Friday, 21 December 2012

Fortress Madonna

Seventy years ago the Soviets encircled the German Sixth Army outside Stalingrad. More than 100,000 men were cut off as the winter closed in.  

One of these was Lieutenant Kurt Reuber, a doctor and Lutheran minister before the war. As Christmas 1942 approached he completed a large charcoal drawing, now known as the Fortress Madonna, as he described in a final letter to his family:

“Christmas week has come and gone. It has been a week of watching and waiting, of deliberate resignation and confidence. The days were filled with the noise of battle and there were many wounded to be attended to. I wondered for a long while what I should paint, and in the end I decided on a Madonna, or mother and child. I have turned my hole in the frozen mud into a studio. The space is too small for me to be able to see the picture properly, so I climb on to a stool and look down at it from above, to get the perspective right. Everything is repeatedly knocked over, and my pencils vanish into the mud. There is nothing to lean my big picture of the madonna against, except a sloping, home-made table past which I can just manage to squeeze. There are no proper materials and I have used a Russian map for paper. But I wish I could tell you how absorbed I have been painting my madonna, and how much it means to me.

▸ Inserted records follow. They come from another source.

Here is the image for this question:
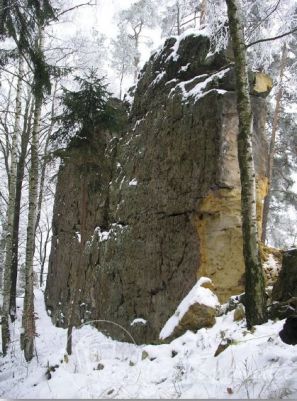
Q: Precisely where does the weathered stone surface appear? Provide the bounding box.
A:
[272,249,297,302]
[46,35,267,342]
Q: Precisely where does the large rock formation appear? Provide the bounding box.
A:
[46,35,271,342]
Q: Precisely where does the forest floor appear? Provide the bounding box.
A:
[0,290,297,399]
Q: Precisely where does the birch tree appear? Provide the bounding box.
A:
[117,0,157,81]
[2,57,23,355]
[261,44,287,243]
[21,26,44,361]
[226,0,267,328]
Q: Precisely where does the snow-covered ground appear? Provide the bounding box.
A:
[0,290,297,399]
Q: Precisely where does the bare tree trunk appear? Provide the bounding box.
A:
[200,0,207,27]
[66,177,88,355]
[120,67,124,100]
[176,1,181,35]
[35,81,58,231]
[21,28,43,361]
[261,44,288,243]
[10,92,33,319]
[39,219,51,288]
[2,57,23,355]
[22,97,42,361]
[226,0,267,328]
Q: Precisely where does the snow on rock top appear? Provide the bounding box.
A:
[166,28,209,62]
[159,277,220,340]
[130,317,147,326]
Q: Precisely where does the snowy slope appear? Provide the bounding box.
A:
[0,291,297,399]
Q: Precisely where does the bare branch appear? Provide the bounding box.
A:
[246,27,297,49]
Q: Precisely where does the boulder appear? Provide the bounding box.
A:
[45,33,268,343]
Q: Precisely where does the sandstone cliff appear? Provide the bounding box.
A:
[46,31,271,342]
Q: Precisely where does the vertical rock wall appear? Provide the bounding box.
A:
[46,35,270,342]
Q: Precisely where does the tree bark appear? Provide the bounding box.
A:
[21,28,43,362]
[226,0,267,328]
[10,92,33,320]
[200,0,207,27]
[261,44,287,243]
[176,1,181,35]
[2,56,23,355]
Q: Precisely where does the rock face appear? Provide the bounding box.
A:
[46,35,269,342]
[272,249,297,302]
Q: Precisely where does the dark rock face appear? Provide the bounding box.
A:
[272,249,297,302]
[46,35,267,342]
[268,249,297,320]
[279,316,297,345]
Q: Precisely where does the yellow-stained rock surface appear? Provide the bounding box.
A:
[195,94,269,302]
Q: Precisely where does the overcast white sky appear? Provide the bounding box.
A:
[55,0,162,92]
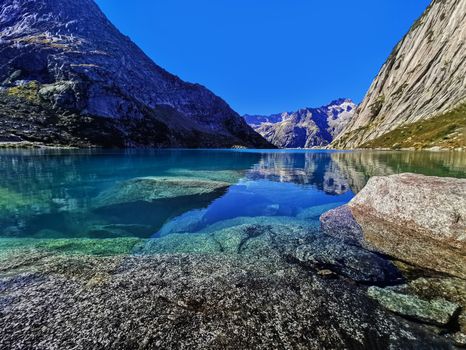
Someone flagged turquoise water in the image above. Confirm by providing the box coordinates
[0,150,466,252]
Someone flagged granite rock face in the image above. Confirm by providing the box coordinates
[332,0,466,148]
[295,237,401,284]
[0,246,451,349]
[0,0,271,148]
[320,204,367,246]
[321,173,466,278]
[96,176,230,206]
[367,287,460,326]
[244,99,356,148]
[349,174,466,278]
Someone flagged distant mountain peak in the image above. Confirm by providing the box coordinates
[0,0,271,147]
[244,98,356,148]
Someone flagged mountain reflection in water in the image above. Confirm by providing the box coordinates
[0,150,466,242]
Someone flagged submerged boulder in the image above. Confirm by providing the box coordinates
[295,236,401,284]
[320,205,367,246]
[367,287,460,326]
[321,174,466,278]
[96,176,230,207]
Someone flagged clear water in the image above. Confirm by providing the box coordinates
[0,150,466,254]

“The picture looks like this: the mother's head and the child's lean toward each other, and a large cloak enfolds them both. It is intended to symbolise security and motherly love. I remembered the words of St. John: light, life and love. What more can I add? I wanted to suggest these three things in the homely and common vision of a mother with her child and the security that they represent. When we opened the Christmas Door, as we used to do on other Christmases (only now it was the wooden door of our dug-out), my comrades stood spellbound and reverent, silent before the picture that hung on the clay wall. A lamp was burning on a board stuck into the clay beneath the picture. Our celebrations in the shelter were dominated by this picture, and it was with full hearts that my comrades read the words: light, life and love.

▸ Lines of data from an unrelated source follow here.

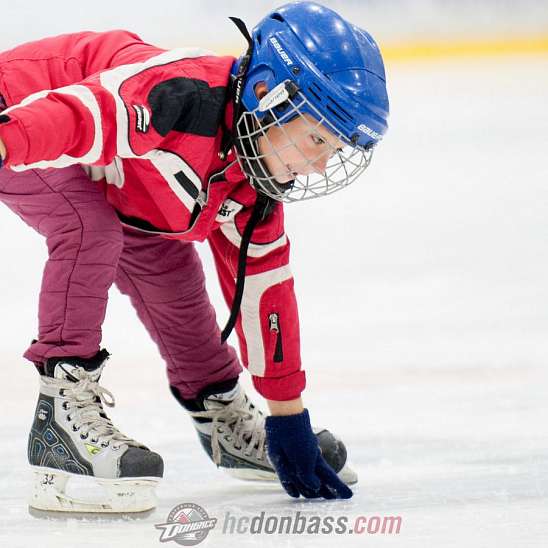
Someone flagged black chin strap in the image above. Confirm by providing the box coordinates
[221,193,275,343]
[219,17,253,160]
[219,17,275,343]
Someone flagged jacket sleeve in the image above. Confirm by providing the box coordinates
[0,33,211,171]
[209,199,306,401]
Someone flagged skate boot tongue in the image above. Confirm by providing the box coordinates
[204,384,241,409]
[44,350,109,382]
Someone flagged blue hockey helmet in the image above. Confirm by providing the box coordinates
[233,2,389,201]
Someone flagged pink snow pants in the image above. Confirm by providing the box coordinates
[0,166,242,399]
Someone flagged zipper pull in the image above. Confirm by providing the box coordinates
[196,190,207,209]
[268,312,280,333]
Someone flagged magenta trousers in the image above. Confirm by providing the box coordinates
[0,166,242,398]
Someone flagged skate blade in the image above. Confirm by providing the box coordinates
[223,464,358,485]
[28,506,156,522]
[29,466,159,514]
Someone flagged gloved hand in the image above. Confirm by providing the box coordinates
[265,409,353,499]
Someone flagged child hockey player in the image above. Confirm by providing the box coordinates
[0,2,388,512]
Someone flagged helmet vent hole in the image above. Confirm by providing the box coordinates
[327,99,353,121]
[308,87,322,103]
[325,105,348,123]
[270,13,285,23]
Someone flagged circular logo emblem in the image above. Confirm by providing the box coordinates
[156,502,217,546]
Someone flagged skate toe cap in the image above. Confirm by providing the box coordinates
[120,447,164,478]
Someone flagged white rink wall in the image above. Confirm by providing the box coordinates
[0,0,548,50]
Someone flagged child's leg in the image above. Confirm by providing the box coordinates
[116,229,242,398]
[0,166,123,363]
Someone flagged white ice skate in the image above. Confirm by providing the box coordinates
[28,350,163,513]
[172,383,358,485]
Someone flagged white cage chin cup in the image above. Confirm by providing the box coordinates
[236,80,373,202]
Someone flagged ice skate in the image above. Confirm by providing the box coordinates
[28,350,163,513]
[172,381,358,485]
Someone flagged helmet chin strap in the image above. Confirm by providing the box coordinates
[219,17,275,343]
[219,17,253,161]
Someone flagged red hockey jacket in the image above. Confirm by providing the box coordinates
[0,31,305,400]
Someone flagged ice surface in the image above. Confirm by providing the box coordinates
[0,57,548,548]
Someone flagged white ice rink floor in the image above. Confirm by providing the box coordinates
[0,57,548,548]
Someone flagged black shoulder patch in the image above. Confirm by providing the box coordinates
[148,77,226,137]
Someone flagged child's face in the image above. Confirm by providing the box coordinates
[258,114,345,183]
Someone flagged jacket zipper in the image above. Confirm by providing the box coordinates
[268,312,284,362]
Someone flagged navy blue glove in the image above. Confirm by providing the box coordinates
[265,409,352,499]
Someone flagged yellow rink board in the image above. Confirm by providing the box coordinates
[381,34,548,61]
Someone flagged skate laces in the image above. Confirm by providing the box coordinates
[190,390,266,466]
[42,368,142,450]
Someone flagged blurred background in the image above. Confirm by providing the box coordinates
[0,0,548,547]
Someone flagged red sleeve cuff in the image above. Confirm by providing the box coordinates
[253,370,306,401]
[0,114,29,167]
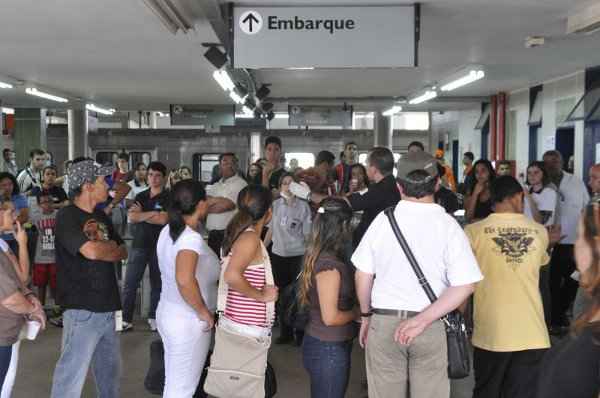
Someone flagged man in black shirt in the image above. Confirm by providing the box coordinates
[290,147,400,247]
[51,158,127,398]
[262,136,285,198]
[123,162,169,331]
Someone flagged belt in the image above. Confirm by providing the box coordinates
[371,308,420,319]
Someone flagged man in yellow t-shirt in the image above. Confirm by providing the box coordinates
[465,176,557,398]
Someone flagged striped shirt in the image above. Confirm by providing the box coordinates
[225,264,268,327]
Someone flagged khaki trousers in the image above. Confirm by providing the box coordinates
[366,314,450,398]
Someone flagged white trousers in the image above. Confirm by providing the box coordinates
[156,300,213,398]
[0,341,21,398]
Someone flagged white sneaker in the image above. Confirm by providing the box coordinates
[148,318,156,332]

“I spent Christmas evening with the other doctors and the sick. The Commanding Officer had presented the letter with his last bottle of Champagne. We raised our mugs and drank to those we love, but before we had had a chance to taste the wine we had to throw ourselves flat on the ground as bombs fell outside. I seized my doctor's bag and ran to the scene of the explosions, where there were dead and wounded. My shelter with its lovely Christmas decorations became a dressing station. One of the dying men had been hit in the head and there was nothing more I could do for him. He had been with us at our celebration, and had only that moment left to go on duty, but before he went he had said: 'I'll finish the carol first. O du Frohliche!' A few moments later he was dead. There was plenty of hard and sad work to do in our Christmas shelter. It is late now, but it is Christmas night still. And so much sadness everywhere." 

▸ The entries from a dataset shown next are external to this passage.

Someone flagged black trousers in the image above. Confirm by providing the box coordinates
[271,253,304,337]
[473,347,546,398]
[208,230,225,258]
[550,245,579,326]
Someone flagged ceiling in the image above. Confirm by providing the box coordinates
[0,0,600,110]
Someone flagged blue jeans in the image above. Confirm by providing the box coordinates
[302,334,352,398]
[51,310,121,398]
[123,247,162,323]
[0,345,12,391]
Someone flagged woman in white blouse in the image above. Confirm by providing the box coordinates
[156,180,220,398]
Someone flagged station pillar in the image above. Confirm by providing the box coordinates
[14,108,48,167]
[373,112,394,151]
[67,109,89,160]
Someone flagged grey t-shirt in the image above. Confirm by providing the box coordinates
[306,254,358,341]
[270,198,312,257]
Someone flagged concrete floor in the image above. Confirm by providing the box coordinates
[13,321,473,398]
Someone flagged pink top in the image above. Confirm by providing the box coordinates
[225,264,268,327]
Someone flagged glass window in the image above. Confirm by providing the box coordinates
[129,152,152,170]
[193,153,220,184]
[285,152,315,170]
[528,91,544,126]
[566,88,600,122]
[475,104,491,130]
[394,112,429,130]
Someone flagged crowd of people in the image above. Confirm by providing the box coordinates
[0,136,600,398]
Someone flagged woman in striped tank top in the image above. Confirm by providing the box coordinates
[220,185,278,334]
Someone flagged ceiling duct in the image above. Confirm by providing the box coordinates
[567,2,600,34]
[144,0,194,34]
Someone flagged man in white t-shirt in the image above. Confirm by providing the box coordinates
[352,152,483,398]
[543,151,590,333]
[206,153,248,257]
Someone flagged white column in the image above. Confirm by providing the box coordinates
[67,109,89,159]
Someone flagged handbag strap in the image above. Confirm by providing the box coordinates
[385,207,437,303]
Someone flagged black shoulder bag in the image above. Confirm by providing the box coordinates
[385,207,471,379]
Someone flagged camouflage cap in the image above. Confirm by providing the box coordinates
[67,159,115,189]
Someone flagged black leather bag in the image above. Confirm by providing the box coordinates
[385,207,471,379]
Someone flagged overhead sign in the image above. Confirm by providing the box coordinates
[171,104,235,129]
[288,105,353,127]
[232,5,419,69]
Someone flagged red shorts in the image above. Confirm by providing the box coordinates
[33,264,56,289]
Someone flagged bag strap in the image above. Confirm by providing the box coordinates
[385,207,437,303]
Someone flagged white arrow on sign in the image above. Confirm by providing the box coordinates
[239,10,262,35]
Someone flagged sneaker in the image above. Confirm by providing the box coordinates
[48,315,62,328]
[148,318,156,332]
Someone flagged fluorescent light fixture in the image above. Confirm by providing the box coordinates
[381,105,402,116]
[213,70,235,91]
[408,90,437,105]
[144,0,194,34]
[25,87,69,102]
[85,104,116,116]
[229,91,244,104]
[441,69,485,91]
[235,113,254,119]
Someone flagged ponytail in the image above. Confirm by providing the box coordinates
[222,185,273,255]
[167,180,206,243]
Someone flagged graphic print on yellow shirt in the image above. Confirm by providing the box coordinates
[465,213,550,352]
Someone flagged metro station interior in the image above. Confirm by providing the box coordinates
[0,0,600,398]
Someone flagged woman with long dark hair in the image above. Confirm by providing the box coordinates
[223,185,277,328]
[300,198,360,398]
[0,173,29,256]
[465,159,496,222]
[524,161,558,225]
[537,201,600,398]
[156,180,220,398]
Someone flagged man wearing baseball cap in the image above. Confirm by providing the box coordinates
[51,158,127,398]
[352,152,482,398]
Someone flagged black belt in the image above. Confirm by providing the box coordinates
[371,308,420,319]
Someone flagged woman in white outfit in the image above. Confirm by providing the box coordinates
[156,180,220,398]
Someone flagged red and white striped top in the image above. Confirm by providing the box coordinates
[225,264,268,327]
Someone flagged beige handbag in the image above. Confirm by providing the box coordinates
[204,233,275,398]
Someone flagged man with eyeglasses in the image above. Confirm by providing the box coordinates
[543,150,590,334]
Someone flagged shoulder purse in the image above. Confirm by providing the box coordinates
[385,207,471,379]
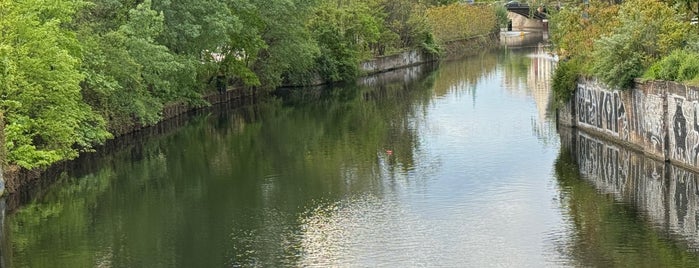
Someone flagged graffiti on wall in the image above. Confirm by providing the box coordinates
[575,133,699,247]
[635,94,665,154]
[577,135,631,193]
[670,97,699,165]
[576,84,629,140]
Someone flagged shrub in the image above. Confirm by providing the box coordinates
[643,49,699,82]
[551,60,581,103]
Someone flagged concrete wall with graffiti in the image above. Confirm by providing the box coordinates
[560,131,699,247]
[559,79,699,170]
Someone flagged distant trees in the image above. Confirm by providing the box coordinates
[0,0,504,169]
[551,0,699,100]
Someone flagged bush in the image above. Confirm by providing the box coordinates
[592,0,693,88]
[551,60,581,103]
[643,49,699,82]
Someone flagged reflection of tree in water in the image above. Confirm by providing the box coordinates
[555,131,699,267]
[434,52,498,101]
[2,66,434,267]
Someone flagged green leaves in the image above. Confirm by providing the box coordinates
[592,0,688,88]
[0,1,109,169]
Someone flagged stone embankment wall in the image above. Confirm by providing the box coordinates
[0,33,498,197]
[559,128,699,248]
[559,79,699,171]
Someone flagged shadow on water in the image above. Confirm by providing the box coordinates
[0,65,434,267]
[555,128,699,267]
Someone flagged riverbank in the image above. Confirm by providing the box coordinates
[2,33,498,208]
[558,76,699,171]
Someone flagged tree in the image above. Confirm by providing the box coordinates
[0,0,109,169]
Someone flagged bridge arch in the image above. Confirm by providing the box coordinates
[505,1,548,30]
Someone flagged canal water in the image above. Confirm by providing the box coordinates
[0,35,699,267]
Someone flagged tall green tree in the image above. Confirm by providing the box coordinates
[0,0,109,168]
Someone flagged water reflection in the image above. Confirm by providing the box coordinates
[10,38,699,267]
[556,128,699,267]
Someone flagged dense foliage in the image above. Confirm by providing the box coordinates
[551,0,699,99]
[427,3,498,42]
[0,0,504,169]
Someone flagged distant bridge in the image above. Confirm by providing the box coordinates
[505,1,549,20]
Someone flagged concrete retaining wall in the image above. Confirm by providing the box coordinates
[559,128,699,248]
[558,79,699,170]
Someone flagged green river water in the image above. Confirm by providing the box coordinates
[5,36,699,267]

The letter and drawing were flown out on the last transport plane from Stalingrad. It now is displayed in the Kaiser Wilhelm Memorial Church in Berlin.

Kurt Reuber was taken prisoner when the Sixth Army surrendered in February 1943. He created a similar drawing, known as the “Suffering Madonna" (Leidens-Madonna) in captivity for Christmas 1943 before he died in January 1944 in a Soviet prisoner of war camp. Only 6,000 men from the Sixth Army survived the war.